「術前抗がん剤が終わって、手術してみたら、まだがんが残っていました。次は飲み薬のゼローダを8サイクル飲みましょう」
TNBCの方によく聞く流れです。
背景:CREATE-X試験
CREATE-X試験(日韓共同の大規模試験)で、
- 術前抗がん剤後にがんが残っていた(non-pCR)方
- 術後にカペシタビン(ゼローダ)を6〜8サイクル追加
- TNBCで再発・死亡を有意に減らした
ということが報告されました。
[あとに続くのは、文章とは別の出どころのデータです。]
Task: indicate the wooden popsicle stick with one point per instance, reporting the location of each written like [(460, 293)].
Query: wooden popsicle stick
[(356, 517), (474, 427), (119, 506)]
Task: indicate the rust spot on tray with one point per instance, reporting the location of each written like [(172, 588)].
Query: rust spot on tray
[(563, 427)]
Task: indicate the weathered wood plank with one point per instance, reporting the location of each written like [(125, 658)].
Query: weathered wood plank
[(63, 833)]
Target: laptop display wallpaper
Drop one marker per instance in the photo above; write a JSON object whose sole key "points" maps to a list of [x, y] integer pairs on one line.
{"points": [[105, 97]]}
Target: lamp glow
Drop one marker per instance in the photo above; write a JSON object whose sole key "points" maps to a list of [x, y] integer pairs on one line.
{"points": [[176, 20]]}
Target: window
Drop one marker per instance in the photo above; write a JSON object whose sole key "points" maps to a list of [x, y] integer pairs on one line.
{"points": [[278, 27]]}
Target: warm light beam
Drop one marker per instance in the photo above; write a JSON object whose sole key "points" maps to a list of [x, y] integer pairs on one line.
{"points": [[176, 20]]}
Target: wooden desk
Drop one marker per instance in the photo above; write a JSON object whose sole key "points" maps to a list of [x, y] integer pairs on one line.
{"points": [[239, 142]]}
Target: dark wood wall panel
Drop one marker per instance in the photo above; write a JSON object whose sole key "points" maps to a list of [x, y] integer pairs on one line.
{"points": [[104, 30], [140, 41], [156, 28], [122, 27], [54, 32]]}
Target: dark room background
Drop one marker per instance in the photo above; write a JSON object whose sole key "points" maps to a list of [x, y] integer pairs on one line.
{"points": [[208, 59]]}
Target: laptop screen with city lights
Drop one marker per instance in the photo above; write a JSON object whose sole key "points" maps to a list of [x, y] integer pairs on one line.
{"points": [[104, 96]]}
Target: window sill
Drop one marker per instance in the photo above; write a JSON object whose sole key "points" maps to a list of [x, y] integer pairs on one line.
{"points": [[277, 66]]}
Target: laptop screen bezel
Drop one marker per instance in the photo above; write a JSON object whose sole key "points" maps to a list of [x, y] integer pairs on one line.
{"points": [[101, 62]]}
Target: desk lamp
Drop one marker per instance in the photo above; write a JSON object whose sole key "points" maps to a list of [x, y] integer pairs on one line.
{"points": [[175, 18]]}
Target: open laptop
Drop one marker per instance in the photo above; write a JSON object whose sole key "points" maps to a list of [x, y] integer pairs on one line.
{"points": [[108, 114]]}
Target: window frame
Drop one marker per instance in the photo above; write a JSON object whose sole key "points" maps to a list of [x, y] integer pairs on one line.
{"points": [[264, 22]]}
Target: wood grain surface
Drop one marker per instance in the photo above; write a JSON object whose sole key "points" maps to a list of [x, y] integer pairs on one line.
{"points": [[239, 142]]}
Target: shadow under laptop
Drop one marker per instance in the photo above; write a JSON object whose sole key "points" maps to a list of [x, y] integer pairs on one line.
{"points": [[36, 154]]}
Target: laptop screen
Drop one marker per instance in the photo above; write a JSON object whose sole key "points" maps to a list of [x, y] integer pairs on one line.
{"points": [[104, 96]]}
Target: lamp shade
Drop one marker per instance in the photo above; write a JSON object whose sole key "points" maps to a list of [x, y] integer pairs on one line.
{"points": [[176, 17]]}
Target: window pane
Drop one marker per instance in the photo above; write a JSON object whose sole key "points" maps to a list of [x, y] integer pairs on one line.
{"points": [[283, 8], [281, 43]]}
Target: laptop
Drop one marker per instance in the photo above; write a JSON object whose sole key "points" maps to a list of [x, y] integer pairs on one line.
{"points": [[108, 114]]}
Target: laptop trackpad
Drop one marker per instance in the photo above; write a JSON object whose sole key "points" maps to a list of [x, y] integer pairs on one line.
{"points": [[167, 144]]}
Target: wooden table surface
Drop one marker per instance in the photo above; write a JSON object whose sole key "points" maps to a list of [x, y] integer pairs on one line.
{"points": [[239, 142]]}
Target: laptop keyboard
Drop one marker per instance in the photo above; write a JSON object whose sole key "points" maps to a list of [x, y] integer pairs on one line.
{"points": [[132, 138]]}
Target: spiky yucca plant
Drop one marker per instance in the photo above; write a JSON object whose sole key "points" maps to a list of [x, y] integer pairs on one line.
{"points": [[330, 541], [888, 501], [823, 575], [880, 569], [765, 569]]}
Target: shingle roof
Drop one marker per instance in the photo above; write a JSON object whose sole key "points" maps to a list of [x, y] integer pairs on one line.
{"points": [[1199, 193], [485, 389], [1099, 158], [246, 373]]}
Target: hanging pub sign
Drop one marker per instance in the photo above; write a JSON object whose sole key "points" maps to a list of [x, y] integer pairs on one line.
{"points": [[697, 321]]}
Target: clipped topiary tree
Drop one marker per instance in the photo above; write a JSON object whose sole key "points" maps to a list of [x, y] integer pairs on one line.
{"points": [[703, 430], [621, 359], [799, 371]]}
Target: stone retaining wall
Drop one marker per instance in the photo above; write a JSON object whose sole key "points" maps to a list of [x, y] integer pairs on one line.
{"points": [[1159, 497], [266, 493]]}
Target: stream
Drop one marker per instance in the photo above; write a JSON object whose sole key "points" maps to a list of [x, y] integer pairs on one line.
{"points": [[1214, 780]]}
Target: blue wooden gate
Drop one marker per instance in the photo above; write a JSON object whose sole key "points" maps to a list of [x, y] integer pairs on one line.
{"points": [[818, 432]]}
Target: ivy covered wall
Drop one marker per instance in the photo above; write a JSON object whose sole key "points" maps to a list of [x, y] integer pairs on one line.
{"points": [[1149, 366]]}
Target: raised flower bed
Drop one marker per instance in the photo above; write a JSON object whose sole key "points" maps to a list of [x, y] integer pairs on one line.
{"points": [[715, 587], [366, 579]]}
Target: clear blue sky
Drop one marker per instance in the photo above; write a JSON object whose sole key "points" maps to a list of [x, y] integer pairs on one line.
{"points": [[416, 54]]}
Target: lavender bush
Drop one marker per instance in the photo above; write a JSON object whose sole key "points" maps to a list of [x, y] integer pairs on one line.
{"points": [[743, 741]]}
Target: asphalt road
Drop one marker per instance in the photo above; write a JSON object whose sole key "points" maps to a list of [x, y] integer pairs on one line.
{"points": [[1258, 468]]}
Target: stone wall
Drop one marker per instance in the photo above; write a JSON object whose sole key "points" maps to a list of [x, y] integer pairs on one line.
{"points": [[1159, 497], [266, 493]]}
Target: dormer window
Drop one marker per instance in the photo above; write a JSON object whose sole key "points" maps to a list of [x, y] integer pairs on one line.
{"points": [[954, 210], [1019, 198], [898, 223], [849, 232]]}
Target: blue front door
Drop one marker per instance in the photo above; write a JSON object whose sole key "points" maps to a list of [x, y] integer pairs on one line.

これがTNBCの標準治療になっています。
なぜTNBCで効くの?
TNBCは、
- 増殖が速い
- 化学療法への反応性が高い
- でも一部の細胞は標準治療に抵抗性
このような細胞に対して、別のメカニズム(5-FU系)のゼローダで追加攻撃するイメージです。
カペシタビン(ゼローダ)の特徴
ゼローダの特徴
- 飲み薬(錠剤)
- 体内で5-FUに変換
- 2週間内服→1週間休薬のサイクル
- 6〜8サイクル(約5〜6ヶ月)
- 外来通院のみ
- 脱毛は起こらない
主な副作用
副作用
- 手足症候群(手のひら・足の裏が赤くなる)
- 下痢
- 口内炎
- 倦怠感
- 色素沈着
- まれに心毒性
特に手足症候群が特徴的。詳しくは No.2025 を。
ホルモン陽性でも?
CREATE-X試験ではホルモン陽性も含まれていましたが、TNBCほど明確な効果は確認されていません。
ホルモン陽性HER2陰性の場合は、ベージニオやTS-1などの選択肢を優先することが多いです。